After being freed, Craig moved away. Before his mother died, he’d been planning to move to San Diego with his wife, who had been offered a transfer by the publishing company for which she worked. But the arrest derailed those plans. The Daily News last tracked him down, in 2002, living in Connecticut, laid off from a job as a foreman at a computer plant, working as a clerk in a 7-Eleven.
Howard eventually remarried and moved to Massachusetts. He “said he still waits for closure in the killing of the ‘woman I loved dearly,’” the News reported in 2002.
All the crimes remain unsolved.

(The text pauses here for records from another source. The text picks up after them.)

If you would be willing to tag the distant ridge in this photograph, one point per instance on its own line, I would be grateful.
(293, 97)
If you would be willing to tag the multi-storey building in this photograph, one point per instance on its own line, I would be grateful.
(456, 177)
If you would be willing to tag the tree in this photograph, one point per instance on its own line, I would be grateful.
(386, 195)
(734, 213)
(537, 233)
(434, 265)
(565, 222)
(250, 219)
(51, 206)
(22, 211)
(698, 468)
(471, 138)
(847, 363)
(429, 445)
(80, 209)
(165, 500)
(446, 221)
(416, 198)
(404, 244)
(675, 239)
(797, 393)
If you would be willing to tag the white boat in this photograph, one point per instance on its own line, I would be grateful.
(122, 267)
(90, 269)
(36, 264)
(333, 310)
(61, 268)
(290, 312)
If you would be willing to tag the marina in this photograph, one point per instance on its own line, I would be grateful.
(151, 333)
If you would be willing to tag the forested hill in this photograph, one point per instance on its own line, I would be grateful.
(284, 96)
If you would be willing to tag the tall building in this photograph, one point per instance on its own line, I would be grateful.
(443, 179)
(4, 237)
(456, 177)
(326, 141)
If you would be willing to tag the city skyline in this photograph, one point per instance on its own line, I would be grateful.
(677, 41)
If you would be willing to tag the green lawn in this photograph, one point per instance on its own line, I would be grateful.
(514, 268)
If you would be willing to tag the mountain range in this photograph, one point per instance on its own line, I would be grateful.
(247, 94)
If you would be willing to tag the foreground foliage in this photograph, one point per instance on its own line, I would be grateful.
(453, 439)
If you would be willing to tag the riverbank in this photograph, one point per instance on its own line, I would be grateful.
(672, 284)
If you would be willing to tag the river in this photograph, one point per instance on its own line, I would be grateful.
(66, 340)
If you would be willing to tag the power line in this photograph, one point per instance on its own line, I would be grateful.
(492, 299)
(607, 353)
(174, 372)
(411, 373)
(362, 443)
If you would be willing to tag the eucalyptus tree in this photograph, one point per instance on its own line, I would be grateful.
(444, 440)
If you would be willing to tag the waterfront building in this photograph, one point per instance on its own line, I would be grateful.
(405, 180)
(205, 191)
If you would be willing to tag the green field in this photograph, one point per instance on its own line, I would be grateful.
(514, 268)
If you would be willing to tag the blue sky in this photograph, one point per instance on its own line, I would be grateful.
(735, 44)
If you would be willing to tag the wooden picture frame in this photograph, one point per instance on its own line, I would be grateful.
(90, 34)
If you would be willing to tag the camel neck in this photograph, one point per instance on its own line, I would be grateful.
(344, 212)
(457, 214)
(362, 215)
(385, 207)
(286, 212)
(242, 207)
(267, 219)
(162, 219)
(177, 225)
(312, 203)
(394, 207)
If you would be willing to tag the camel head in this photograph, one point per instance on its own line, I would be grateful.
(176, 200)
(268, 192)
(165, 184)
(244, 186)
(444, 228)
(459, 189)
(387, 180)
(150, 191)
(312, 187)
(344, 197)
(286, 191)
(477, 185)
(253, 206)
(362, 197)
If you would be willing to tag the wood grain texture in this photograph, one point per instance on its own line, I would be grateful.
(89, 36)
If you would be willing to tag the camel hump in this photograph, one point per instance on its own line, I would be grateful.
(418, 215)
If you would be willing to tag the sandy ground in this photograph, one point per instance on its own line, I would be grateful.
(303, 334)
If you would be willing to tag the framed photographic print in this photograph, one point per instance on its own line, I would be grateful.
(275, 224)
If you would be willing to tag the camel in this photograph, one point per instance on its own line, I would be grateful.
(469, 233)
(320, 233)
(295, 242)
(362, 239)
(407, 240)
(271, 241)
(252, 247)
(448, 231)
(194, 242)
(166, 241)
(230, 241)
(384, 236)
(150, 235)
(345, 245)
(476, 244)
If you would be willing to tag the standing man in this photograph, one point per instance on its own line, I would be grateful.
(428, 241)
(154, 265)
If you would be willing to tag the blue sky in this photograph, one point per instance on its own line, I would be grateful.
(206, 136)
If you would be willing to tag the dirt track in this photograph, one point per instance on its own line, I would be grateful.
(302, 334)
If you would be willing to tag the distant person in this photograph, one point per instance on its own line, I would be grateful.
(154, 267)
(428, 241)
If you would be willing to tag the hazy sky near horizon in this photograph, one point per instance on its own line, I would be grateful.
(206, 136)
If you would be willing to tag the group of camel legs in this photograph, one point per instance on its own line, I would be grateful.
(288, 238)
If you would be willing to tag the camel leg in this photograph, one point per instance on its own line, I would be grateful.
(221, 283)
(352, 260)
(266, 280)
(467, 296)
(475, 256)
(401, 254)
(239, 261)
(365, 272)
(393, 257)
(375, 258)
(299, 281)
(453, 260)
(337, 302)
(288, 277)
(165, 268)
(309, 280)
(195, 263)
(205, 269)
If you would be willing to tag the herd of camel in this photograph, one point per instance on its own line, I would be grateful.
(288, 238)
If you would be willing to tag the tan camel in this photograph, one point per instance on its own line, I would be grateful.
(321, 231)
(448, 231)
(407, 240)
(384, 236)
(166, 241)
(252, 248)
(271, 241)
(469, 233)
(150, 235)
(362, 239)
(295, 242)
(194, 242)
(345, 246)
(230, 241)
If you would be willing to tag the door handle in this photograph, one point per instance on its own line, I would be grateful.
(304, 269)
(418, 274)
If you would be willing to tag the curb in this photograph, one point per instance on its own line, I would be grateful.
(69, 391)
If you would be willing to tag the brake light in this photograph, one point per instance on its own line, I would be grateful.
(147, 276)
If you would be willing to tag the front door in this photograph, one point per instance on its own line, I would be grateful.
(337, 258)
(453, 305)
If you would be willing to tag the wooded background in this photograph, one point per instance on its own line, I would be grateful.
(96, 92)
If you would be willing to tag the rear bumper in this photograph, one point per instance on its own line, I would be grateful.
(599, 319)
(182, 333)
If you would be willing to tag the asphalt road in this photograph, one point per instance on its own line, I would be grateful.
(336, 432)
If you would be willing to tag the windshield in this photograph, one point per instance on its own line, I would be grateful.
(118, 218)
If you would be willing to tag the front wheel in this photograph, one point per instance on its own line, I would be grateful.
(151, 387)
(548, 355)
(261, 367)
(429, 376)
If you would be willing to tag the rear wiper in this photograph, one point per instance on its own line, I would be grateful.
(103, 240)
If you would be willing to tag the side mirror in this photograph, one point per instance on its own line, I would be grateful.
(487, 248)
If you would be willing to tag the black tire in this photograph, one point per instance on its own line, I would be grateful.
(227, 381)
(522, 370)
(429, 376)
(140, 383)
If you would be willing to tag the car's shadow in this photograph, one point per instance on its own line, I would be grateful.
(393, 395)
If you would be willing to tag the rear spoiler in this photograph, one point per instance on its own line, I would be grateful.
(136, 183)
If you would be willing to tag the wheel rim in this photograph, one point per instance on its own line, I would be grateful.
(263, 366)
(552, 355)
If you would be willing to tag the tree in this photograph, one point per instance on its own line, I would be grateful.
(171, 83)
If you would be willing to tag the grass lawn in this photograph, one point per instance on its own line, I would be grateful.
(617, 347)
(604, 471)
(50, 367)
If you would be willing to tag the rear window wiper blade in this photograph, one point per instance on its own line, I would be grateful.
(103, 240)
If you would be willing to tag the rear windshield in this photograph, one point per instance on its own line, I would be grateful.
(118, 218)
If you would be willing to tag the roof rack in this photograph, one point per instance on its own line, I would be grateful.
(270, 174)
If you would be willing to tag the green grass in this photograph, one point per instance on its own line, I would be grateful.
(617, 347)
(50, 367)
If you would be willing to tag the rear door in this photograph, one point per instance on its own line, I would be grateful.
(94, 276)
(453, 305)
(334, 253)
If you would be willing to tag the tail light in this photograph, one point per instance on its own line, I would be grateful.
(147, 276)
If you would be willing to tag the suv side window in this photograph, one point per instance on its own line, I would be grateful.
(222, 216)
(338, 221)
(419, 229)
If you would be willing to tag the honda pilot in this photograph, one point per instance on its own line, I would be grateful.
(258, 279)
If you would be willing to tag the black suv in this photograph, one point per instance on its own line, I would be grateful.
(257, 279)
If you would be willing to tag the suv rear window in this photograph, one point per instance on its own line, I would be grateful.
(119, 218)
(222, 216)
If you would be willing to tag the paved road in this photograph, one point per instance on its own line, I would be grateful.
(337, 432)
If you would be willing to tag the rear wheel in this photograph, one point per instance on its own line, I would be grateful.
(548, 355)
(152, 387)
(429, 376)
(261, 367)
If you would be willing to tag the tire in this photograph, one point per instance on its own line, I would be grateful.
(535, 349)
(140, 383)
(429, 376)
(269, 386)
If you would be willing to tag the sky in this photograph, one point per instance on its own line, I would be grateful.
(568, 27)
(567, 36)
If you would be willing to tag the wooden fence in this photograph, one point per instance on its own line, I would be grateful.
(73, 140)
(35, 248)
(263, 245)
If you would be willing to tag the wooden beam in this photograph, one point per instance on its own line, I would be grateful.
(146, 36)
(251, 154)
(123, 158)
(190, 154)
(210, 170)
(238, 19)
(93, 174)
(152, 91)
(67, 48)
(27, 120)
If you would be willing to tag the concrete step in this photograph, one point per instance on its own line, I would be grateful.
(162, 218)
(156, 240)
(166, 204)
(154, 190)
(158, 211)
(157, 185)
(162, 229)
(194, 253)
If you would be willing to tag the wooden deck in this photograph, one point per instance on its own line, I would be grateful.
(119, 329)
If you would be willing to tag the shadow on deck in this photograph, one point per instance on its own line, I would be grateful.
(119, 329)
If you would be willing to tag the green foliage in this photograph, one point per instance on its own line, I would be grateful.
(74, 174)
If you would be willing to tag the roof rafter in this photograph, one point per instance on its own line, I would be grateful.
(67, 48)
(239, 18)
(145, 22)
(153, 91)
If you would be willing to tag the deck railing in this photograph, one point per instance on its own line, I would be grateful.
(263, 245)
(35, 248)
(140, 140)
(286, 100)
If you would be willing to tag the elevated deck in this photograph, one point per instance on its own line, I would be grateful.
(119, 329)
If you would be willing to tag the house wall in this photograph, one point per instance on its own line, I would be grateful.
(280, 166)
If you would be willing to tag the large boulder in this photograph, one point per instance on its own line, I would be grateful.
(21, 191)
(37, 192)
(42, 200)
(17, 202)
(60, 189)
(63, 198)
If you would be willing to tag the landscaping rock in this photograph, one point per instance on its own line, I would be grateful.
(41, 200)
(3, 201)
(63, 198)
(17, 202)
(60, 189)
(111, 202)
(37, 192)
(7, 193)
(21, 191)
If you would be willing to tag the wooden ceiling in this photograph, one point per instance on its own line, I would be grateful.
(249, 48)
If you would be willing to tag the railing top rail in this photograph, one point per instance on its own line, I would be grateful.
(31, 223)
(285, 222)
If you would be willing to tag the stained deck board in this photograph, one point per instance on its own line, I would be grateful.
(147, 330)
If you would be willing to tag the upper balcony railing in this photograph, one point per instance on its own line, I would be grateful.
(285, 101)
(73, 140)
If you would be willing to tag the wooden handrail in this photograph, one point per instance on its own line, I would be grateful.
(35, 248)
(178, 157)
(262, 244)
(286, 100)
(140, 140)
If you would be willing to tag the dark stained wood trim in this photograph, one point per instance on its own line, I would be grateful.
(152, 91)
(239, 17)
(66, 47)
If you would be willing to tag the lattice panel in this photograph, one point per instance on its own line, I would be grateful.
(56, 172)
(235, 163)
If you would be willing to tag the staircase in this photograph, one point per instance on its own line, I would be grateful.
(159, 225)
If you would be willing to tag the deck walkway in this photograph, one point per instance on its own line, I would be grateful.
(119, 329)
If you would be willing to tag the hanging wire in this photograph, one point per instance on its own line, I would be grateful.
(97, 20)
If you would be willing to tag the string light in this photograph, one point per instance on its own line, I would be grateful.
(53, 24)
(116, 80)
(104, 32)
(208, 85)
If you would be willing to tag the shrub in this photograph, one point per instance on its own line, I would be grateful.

In the early 80s, police said they interviewed more than 200 people. “No one outside the family, in her professional and civic life, had animosity for [Joan],” a detective from the 68th Precinct told the Spectator. “Everyone liked her.”
Joan believed the assailant to have been connected to her job; one of the last things she said to Howard was, “Call Denis,” the superintendent of the school district, so he could warn other teachers and educators.
“It was a prank,” Howard told the Home Reporter in August 1982. “Someone meant it as a horrible scare, a threat. It might not have killed her. I might have opened it myself.”
Someone in the community was jealous of Joan Kipp, her husband maintains. Or someone was unhappy with her decisions in the school system, or it was a former student, a disgruntled parent. Someone wanted to scare her, to know the threat to her children would be taken seriously. They wanted her to live under a threat.
But it killed her.
…”Anybody could have done it. She was well known, she dealt with troubled students, with their suspensions, their transfers,” insisted Kipp.
Maybe he was right. The only suspect besides Craig ever named in the press was a man named Steven. “Cops working on an unrelated case in 1983 stumbled on a hollowed-out book and bomb-making equipment on the kitchen table in the apartment of [Steven] and his pal,” the Daily News reported in 2002. “In 1995, he was nabbed in a Brooklyn Public Library branch with a hollowed-out book that contained Exacto blades. He was in possession of four 22-caliber rifle shells.”
According to military records, [Steven] served in the Navy from 1972 to 1973 and was diagnosed as suffering from paranoid schizophrenia. He has spent much of his adult life behind bars on offenses ranging from criminal possession of noxious liquids and making bomb threats against postal facilities to assaulting a military police officer. Joan Kipp was his guidance counselor at Dyker Heights Junior High School, where he had been left back twice, he said. “I had nothing against her,” [Steven] said. “I was in prison at the time. They know that I could not possibly directly be involved in it.”
But investigators theorized [Steven] mailed the components of the book device to his pal, who constructed and sent it. Another theory, [Steven] said, was that a third person paid them to send the bombs. “It always came back to the two of them, consistently,” said retired Detective John Tarangelo, who worked on the case for two years. “There was always a common denominator between them and the victims, whether it was the pharmacy, the neighborhood, the hollowed-out cookbook. There was a record of [Steven’s pal] in the computer of each of the victims’ local pharmacies. We could never figure it out.”
At the time, Steven was in federal custody in Beaumont, Texas, doing 90 months for possession of ammunition by a convicted felon. He was released on March 25, 2005, according to federal records. He’s now 64 years old.
He denied involvement—and told the Daily News he was working on his own history of the case, to which he said he’d become linked by “a web of circumstantial evidence.”
Whoever he was, the Zip-Gun Bomber has never been caught.